NLTK provides multiple tokenizers that behave differently when handling punctuation and special characters.

Let’s look at three alternatives:

1. WordPunctTokenizer

The WordPunctTokenizer splits text more aggressively based on punctuation.

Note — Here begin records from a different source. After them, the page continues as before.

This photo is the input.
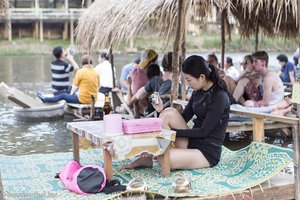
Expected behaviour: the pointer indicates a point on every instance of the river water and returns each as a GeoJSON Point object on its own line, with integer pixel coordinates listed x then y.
{"type": "Point", "coordinates": [31, 74]}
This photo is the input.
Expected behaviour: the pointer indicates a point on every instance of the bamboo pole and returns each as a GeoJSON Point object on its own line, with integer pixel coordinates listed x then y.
{"type": "Point", "coordinates": [296, 134]}
{"type": "Point", "coordinates": [182, 58]}
{"type": "Point", "coordinates": [41, 28]}
{"type": "Point", "coordinates": [256, 37]}
{"type": "Point", "coordinates": [181, 16]}
{"type": "Point", "coordinates": [111, 60]}
{"type": "Point", "coordinates": [222, 38]}
{"type": "Point", "coordinates": [72, 28]}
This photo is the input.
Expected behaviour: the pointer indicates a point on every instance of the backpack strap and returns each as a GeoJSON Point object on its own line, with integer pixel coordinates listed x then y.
{"type": "Point", "coordinates": [56, 175]}
{"type": "Point", "coordinates": [113, 186]}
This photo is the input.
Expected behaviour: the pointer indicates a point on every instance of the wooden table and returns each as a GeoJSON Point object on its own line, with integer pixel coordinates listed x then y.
{"type": "Point", "coordinates": [122, 146]}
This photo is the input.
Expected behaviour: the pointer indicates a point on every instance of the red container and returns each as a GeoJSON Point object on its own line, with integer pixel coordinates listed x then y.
{"type": "Point", "coordinates": [144, 125]}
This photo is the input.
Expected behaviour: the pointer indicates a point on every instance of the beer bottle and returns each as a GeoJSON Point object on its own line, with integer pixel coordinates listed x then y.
{"type": "Point", "coordinates": [107, 107]}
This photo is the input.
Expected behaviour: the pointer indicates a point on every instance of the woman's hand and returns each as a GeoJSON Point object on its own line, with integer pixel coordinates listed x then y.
{"type": "Point", "coordinates": [156, 102]}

from nltk.tokenize import WordPunctTokenizer

tokenizer = WordPunctTokenizer()
tokens = tokenizer.tokenize(corpus)
print(tokens)

Output:

['Hello', '!', 'Welcome', 'to', 'Arjun', "'", 's', 'NLP', 'tutorials', '.', 
 'Please', 'do', 'watch', 'the', 'entire', 'course', 'to', 'become', 'an', 
 'expert', 'in', 'NLP', '.']

Notice that "Arjun's" has been split into ["Arjun", "'", "s"], unlike word_tokenize(), which kept "'s" together.

2. TreebankWordTokenizer

TreebankWordTokenizer follows conventions used in the Penn Treebank corpus. It handles punctuation more precisely.

from nltk.tokenize import TreebankWordTokenizer

tokenizer = TreebankWordTokenizer()
tokens = tokenizer.tokenize(corpus)
print(tokens)

Output:

['Hello', '!', 'Welcome', 'to', 'Arjun', "'s", 'NLP', 'tutorials.', 
 'Please', 'do', 'watch', 'the', 'entire', 'course', 'to', 'become', 'an', 
 'expert', 'in', 'NLP.']

Here:

Full stops (.) are attached to the last word (e.g., tutorials. instead of tutorials, .).
Possessive ('s) remains attached as a single token, which is often desirable in linguistic parsing.

Comparison Summary

Tokenizer	Splits on punctuation	Treats `'s` as separate	Keeps `.` attached to last word
`word_tokenize()`	Yes	No	No
`WordPunctTokenizer()`	Yes (aggressively)	Yes	No
`TreebankWordTokenizer()`	Partially	No	Yes

When to Use Which Tokenizer

word_tokenize() – General-purpose tokenization; good for most NLP preprocessing.
WordPunctTokenizer() – Use when punctuation needs to be treated as separate tokens.
TreebankWordTokenizer() – Use when working with linguistic or syntactic analysis tasks where punctuation should stay attached.